Después, Yu Su y Lu Yan entraron a la montaña.
Jian Yunchuan y los demás ya no podían concentrarse en su meditación, mirando con ansiedad hacia el pico vecino.
Feng Hai y los demás se mantenían cerca, igualmente preocupados por el resultado de la tribulación.
—¿Podrán Que Dong y los otros superar la tribulación con éxito?
—Con el Señor Yu Su y el Capitán Lu ahí, estarán bien.
Los estudiantes de la Academia Shenze se mantenían calmados. Aunque la preocupación seguía reflejada en sus rostros, el pánico inicial había desaparecido.
Al ver esto, el Maestro Fuyao cayó en profunda reflexión.
El Maestro Zhaoyue lo miró de reojo.
¿Lo ves? Ese pequeño sacerdote no es nada ordinario.
Lingmeng frunció el ceño. Estos del Continente Occidental eran totalmente desconcertantes. ¿Cómo podían todos romper en medio de una sola conferencia, como si nunca hubieran escuchado una antes? Incluso habían alarmado al Maestro Fuyao, quien les asignó especialmente un pico para su tribulación… ¿Acaso la Secta Nanqing y estos del Continente Occidental eran cercanos?

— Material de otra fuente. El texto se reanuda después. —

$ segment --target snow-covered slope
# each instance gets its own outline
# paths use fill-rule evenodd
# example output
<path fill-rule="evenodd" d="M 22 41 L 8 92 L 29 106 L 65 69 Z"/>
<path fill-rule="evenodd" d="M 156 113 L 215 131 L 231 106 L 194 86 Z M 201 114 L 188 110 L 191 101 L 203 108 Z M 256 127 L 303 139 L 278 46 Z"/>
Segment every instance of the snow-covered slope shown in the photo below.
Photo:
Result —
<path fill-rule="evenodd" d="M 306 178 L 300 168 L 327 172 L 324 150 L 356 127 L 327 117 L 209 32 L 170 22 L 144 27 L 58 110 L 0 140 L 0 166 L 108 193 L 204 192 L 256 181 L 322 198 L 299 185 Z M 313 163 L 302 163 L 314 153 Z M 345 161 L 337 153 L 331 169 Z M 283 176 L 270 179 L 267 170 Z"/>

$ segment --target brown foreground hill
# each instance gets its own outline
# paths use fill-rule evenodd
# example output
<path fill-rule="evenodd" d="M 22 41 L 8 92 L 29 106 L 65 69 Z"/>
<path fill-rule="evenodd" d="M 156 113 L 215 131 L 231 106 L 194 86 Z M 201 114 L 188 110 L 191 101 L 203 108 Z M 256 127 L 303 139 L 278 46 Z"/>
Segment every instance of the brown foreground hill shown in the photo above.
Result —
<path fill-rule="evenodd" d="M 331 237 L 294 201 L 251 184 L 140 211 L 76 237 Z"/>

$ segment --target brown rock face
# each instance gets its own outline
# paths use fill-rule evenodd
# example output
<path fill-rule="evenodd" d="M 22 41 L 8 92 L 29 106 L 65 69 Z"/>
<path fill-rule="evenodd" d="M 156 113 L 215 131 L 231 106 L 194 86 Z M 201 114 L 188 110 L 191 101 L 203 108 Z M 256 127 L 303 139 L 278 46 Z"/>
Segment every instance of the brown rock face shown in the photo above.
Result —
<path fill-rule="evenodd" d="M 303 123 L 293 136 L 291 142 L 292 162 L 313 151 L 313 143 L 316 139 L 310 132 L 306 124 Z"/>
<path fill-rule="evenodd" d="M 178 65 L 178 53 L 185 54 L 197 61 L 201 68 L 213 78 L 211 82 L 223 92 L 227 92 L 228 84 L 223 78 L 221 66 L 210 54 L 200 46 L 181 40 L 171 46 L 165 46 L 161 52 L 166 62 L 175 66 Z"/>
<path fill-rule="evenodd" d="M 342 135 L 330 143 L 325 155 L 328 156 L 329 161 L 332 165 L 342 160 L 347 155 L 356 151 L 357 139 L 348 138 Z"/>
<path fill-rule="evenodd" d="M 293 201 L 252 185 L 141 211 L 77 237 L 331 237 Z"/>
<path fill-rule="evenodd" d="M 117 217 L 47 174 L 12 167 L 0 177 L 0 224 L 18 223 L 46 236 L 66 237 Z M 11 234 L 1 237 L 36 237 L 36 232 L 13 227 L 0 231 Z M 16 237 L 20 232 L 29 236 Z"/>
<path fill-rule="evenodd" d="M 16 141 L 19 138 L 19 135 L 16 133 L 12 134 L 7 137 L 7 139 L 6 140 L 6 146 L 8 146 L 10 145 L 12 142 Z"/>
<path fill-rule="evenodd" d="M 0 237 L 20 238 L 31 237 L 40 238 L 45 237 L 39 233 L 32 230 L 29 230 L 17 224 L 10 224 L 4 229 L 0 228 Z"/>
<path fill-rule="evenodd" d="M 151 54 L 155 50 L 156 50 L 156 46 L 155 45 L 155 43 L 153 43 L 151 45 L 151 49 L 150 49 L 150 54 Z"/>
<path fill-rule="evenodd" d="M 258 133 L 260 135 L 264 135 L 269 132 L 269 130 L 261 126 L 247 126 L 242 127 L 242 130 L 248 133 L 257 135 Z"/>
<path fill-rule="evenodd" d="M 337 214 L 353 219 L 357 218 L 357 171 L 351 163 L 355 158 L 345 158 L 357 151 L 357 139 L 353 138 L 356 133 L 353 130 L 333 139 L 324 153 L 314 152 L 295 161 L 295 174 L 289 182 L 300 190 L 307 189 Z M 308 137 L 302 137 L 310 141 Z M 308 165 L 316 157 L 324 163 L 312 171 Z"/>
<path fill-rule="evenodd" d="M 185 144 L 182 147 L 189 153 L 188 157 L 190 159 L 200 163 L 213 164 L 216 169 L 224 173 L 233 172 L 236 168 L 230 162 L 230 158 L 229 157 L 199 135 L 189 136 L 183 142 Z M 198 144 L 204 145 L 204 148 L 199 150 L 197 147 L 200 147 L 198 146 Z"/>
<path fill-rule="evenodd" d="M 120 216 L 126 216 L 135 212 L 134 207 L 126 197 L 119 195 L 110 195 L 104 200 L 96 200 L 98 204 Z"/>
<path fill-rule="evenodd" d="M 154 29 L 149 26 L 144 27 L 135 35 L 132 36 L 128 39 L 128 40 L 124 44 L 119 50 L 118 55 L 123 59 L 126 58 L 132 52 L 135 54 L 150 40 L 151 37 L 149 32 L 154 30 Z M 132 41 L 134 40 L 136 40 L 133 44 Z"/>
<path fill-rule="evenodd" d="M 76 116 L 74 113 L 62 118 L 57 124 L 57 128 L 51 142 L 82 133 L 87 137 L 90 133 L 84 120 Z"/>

Su shifu le había encomendado acercarse a estos del Continente Occidental para obtener los tesoros del reino místico de la isla. Pero si estaban en buenos términos con la Secta Nanqing, su plan podría no funcionar. Después de todo, la gente de la Secta Nanqing era tan seria y rígida como la de la Secta Daogang.
Y ese llamado sacerdote —un hombre, nada menos— era incluso más atractivo que ella.
Siempre que estaba presente, ella era el centro de atención. Sin embargo, durante la conferencia del Maestro Qinghe, gran parte de la multitud se la pasó mirando en secreto a ese sacerdote del Continente Occidental.
¿Cómo se suponía que debía acercarse a él?
Tan solo pensarlo llenaba a Lingmeng de aversión, una sensación extrañamente familiar.
Era casi como…
Lingmeng se estremeció de golpe. Ese sentimiento era exactamente igual al que tuvo cuando se encontró con aquel supuesto gran jefe en el reino místico.
¿Podrían ser la misma persona?
No, ella poseía un artefacto otorgado por su shifu y dominaba las artes oscuras de robo de almas e ilusiones. Si alguien hubiera alterado su apariencia con magia, ella lo habría notado.
¿Sería que, por naturaleza, era incompatible con los del Continente Occidental?
…
Yu Su y Lu Yan llegaron al pico vecino y de inmediato se dividieron para localizar a los más de veinte estudiantes.
Distribuyeron todas las píldoras y artefactos disponibles entre ellos.
—Señor Yu Su, estoy un poco asustado —admitió Que Dong, con la voz temblorosa.
Yu Su lanzó un hechizo de calma sobre él, apaciguando sus nervios, y después dijo con seriedad:
—Que Dong, ¿recuerdas cuando cruzaste el acantilado con tus amigos?
Que Dong asintió. Eso era algo que nunca olvidaría.